By Joe Hoppe
Rotork PLC said on Tuesday that first-half pre-tax profit and revenue fell due to supply chain challenges, and increased its dividend.
The maker of industrial flow control equipment posted a pre-tax profit for the six months to the end of June of £44.6m ($54.6m), compared with £50.7m for the same period a year earlier.
Revenue fell to £280.0m from £288.3m amid supply chain challenges in the first quarter, he said.
Adjusted operating profit – one of the company’s preferred measures which excludes exceptional and other one-off items – fell to £53.3m from £62.7m for the first half 2021.
However, order intake was £340.1m, compared to £298.2m for the comparable period, reflecting strong performance from its Chemicals, Process & Industrials and Oil & Gas divisions, and from successful price increases, Rotork said.
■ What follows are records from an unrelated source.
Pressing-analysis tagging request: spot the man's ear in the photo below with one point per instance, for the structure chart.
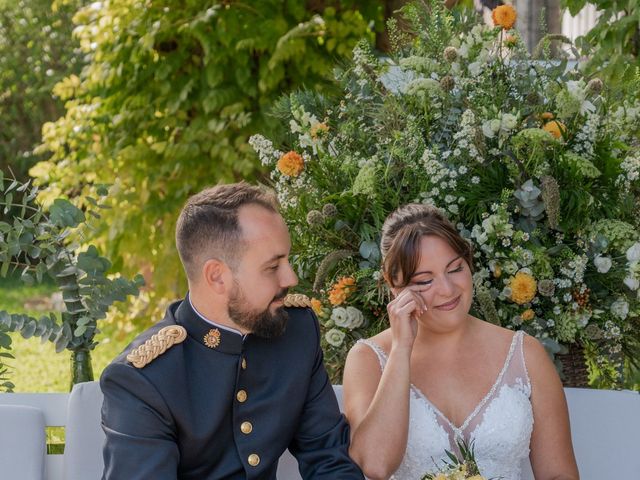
(215, 274)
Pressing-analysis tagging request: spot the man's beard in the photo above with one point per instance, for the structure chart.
(260, 323)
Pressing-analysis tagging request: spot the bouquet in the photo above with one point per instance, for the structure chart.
(458, 468)
(537, 165)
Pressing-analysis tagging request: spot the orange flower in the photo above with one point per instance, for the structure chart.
(554, 128)
(523, 288)
(527, 315)
(504, 16)
(341, 290)
(316, 305)
(319, 130)
(291, 164)
(511, 41)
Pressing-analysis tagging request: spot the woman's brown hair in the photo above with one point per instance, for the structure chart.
(400, 243)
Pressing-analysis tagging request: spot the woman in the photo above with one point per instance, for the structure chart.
(439, 375)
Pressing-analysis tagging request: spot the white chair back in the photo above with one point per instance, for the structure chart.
(84, 435)
(22, 442)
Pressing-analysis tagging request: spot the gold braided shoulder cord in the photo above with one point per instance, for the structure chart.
(157, 345)
(297, 300)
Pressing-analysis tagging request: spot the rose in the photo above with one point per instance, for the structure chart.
(632, 283)
(339, 317)
(349, 317)
(603, 264)
(334, 337)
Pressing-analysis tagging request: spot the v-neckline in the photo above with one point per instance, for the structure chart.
(458, 430)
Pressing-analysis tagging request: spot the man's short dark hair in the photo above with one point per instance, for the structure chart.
(208, 224)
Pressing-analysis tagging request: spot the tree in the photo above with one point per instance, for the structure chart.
(43, 242)
(37, 52)
(167, 102)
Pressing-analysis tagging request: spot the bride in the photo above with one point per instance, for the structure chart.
(440, 375)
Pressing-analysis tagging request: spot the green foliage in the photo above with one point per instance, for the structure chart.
(166, 104)
(36, 242)
(538, 168)
(37, 52)
(613, 44)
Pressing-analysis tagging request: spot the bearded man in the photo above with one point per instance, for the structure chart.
(231, 377)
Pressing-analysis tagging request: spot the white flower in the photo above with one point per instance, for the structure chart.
(509, 121)
(603, 264)
(354, 317)
(334, 337)
(620, 308)
(633, 253)
(632, 283)
(339, 317)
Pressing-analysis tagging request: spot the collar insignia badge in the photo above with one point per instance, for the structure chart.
(212, 338)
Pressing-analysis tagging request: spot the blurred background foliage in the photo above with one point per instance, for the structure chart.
(165, 105)
(37, 51)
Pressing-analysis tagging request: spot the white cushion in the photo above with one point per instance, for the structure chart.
(22, 442)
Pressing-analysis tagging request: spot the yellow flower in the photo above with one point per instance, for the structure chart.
(523, 288)
(527, 315)
(341, 290)
(319, 130)
(504, 16)
(316, 305)
(555, 128)
(497, 271)
(291, 164)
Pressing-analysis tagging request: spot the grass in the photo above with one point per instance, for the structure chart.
(37, 367)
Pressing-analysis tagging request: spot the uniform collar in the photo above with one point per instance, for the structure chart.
(205, 332)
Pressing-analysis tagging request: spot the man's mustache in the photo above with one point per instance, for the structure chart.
(283, 293)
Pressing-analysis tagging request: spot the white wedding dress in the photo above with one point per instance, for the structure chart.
(500, 426)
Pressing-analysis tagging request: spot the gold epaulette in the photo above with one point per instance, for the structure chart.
(297, 300)
(155, 346)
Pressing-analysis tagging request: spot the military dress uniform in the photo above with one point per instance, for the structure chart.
(190, 401)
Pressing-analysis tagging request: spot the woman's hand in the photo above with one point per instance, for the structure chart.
(404, 311)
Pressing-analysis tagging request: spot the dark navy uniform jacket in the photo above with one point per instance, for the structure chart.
(229, 412)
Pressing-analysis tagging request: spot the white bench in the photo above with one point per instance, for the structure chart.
(605, 426)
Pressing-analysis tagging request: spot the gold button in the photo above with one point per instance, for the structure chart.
(246, 428)
(241, 396)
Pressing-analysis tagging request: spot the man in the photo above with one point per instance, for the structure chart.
(230, 378)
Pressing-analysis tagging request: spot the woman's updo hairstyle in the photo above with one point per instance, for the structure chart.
(400, 243)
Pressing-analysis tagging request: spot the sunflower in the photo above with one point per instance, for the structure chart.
(527, 315)
(554, 128)
(316, 305)
(341, 290)
(504, 16)
(523, 288)
(291, 164)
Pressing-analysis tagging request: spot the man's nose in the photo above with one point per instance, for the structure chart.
(289, 278)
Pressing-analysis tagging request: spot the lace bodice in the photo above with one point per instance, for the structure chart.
(500, 426)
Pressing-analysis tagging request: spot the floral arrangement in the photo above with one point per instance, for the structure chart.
(537, 165)
(458, 467)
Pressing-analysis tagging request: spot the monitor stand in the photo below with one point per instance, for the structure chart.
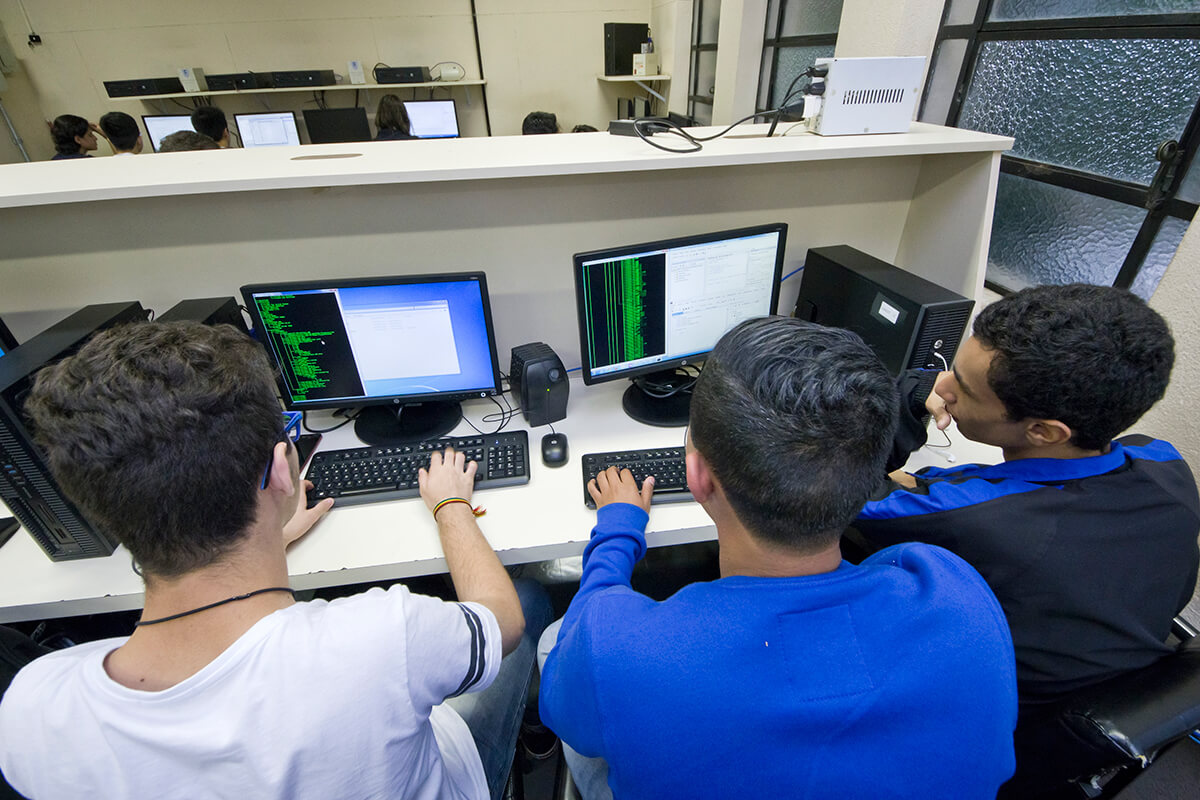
(396, 425)
(670, 411)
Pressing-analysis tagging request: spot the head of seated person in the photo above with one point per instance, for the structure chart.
(1059, 371)
(772, 451)
(123, 132)
(211, 122)
(183, 416)
(73, 137)
(391, 119)
(185, 140)
(539, 122)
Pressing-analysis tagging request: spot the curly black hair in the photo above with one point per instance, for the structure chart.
(1093, 358)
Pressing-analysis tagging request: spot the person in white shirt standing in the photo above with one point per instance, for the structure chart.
(169, 435)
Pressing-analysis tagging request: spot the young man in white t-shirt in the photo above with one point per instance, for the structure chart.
(169, 437)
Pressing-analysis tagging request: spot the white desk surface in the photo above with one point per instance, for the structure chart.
(543, 519)
(448, 160)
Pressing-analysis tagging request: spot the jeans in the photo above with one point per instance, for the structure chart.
(591, 775)
(495, 714)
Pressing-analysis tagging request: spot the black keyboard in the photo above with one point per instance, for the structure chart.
(375, 474)
(665, 464)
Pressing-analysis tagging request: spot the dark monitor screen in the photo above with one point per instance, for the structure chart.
(432, 119)
(7, 341)
(334, 125)
(268, 130)
(657, 306)
(372, 342)
(163, 125)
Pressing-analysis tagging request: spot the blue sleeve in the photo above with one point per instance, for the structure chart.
(568, 702)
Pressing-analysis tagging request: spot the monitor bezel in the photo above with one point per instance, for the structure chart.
(318, 112)
(154, 146)
(7, 341)
(665, 244)
(457, 125)
(250, 290)
(241, 139)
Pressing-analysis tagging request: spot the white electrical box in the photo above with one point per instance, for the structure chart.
(876, 95)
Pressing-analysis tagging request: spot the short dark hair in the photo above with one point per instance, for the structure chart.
(796, 421)
(210, 121)
(1093, 358)
(539, 122)
(64, 131)
(181, 140)
(160, 433)
(391, 115)
(121, 130)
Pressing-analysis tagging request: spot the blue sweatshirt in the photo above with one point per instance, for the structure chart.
(894, 678)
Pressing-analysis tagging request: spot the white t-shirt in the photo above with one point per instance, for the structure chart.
(319, 699)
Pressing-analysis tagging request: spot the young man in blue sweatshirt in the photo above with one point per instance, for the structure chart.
(796, 674)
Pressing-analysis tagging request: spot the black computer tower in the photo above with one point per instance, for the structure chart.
(210, 311)
(621, 41)
(906, 319)
(25, 481)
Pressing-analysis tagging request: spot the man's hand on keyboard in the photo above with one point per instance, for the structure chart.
(449, 475)
(611, 486)
(305, 517)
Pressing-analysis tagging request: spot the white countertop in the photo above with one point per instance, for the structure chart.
(448, 160)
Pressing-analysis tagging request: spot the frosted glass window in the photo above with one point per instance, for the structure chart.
(947, 65)
(1101, 106)
(1159, 257)
(1005, 10)
(809, 17)
(792, 61)
(1049, 234)
(709, 22)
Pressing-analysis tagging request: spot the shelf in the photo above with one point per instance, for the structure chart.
(340, 86)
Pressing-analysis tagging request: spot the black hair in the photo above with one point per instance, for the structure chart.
(539, 122)
(1093, 358)
(160, 433)
(210, 121)
(391, 115)
(181, 140)
(64, 131)
(121, 130)
(796, 421)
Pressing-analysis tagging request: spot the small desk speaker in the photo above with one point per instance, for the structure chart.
(539, 383)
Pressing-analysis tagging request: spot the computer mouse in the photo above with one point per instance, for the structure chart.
(553, 450)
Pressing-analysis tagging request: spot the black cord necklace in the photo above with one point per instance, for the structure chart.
(220, 602)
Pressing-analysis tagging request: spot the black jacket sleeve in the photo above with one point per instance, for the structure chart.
(913, 388)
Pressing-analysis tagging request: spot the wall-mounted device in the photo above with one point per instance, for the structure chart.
(870, 95)
(25, 482)
(909, 322)
(402, 74)
(539, 383)
(621, 41)
(138, 86)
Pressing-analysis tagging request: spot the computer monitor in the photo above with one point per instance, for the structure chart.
(7, 341)
(405, 349)
(267, 130)
(163, 125)
(432, 119)
(647, 310)
(335, 125)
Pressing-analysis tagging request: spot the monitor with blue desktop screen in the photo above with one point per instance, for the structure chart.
(163, 125)
(432, 119)
(647, 310)
(407, 349)
(267, 130)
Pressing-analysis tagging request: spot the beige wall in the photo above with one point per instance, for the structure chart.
(537, 54)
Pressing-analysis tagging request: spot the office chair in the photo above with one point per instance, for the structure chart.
(1099, 738)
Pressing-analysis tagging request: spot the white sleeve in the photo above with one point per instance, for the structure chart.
(453, 649)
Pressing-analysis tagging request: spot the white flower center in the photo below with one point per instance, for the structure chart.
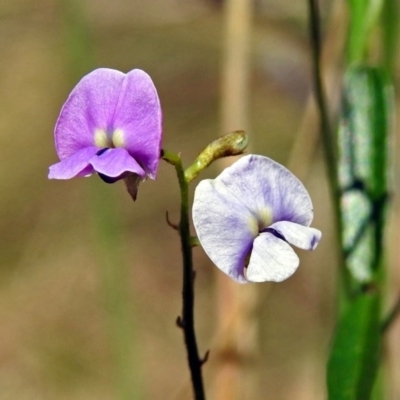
(103, 139)
(261, 221)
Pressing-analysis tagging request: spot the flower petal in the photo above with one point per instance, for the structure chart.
(75, 165)
(138, 116)
(224, 226)
(90, 106)
(115, 162)
(272, 259)
(262, 184)
(300, 236)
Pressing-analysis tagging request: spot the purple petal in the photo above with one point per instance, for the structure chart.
(272, 259)
(224, 226)
(298, 235)
(116, 162)
(266, 186)
(138, 116)
(75, 165)
(90, 106)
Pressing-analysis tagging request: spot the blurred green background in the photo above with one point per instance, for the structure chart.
(54, 335)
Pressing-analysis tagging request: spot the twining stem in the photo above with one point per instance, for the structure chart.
(186, 320)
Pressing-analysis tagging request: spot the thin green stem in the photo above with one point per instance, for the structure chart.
(393, 314)
(186, 320)
(328, 141)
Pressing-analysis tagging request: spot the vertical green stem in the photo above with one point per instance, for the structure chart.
(328, 140)
(186, 321)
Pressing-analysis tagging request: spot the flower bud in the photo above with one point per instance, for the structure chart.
(231, 144)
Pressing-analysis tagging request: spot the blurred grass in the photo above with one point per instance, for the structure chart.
(54, 341)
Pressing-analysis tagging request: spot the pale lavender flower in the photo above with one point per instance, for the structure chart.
(249, 215)
(111, 124)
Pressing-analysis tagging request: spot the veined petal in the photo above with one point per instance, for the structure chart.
(90, 106)
(298, 235)
(75, 165)
(138, 115)
(272, 259)
(224, 226)
(260, 183)
(115, 162)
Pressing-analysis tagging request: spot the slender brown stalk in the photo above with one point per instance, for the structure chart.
(186, 320)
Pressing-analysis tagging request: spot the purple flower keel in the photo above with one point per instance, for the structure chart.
(111, 124)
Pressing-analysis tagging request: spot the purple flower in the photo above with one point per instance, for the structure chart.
(111, 124)
(249, 215)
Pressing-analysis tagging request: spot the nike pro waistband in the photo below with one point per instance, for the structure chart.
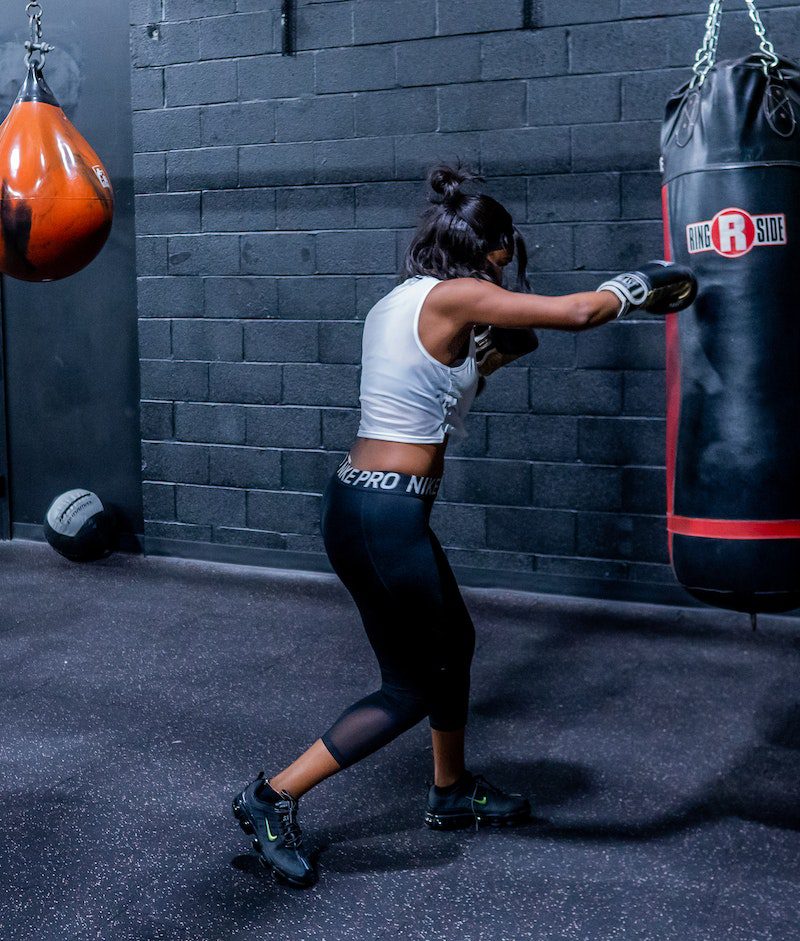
(388, 481)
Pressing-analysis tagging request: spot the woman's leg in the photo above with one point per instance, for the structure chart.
(450, 701)
(314, 765)
(448, 757)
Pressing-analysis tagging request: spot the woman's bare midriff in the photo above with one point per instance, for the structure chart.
(424, 460)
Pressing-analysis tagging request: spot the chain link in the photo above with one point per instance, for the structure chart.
(707, 53)
(36, 48)
(706, 56)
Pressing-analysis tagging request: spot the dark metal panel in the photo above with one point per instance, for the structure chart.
(71, 346)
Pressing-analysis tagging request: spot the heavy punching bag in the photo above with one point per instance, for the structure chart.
(56, 200)
(731, 196)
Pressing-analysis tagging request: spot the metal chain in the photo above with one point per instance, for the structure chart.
(771, 61)
(707, 54)
(35, 46)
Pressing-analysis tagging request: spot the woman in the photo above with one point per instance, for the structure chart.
(419, 378)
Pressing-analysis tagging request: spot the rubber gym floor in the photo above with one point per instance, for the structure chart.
(660, 746)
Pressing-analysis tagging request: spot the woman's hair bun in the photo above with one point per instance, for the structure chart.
(445, 181)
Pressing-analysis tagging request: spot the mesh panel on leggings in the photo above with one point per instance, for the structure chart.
(371, 723)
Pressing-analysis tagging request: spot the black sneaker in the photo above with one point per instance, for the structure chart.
(472, 799)
(271, 819)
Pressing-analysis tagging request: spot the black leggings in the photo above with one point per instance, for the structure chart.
(380, 544)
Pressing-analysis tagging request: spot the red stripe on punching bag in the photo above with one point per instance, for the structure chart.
(673, 377)
(733, 529)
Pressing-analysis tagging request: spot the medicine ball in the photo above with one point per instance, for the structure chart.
(79, 527)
The board declared an interim dividend of 2.40 pence per share, up from 2.35 pence the previous year.
Rotork has sustained its target of mid to high single digit revenue growth and mid-twenties adjusted operating margins over time.
“We are entering the second half with encouraging momentum, a record backlog and with our supply chain improvement actions coming into effect,” Chief Executive Kiet Huynh said.
Shares at 0810 GMT were up 10.2 pence, or 4%, at 268.2 pence.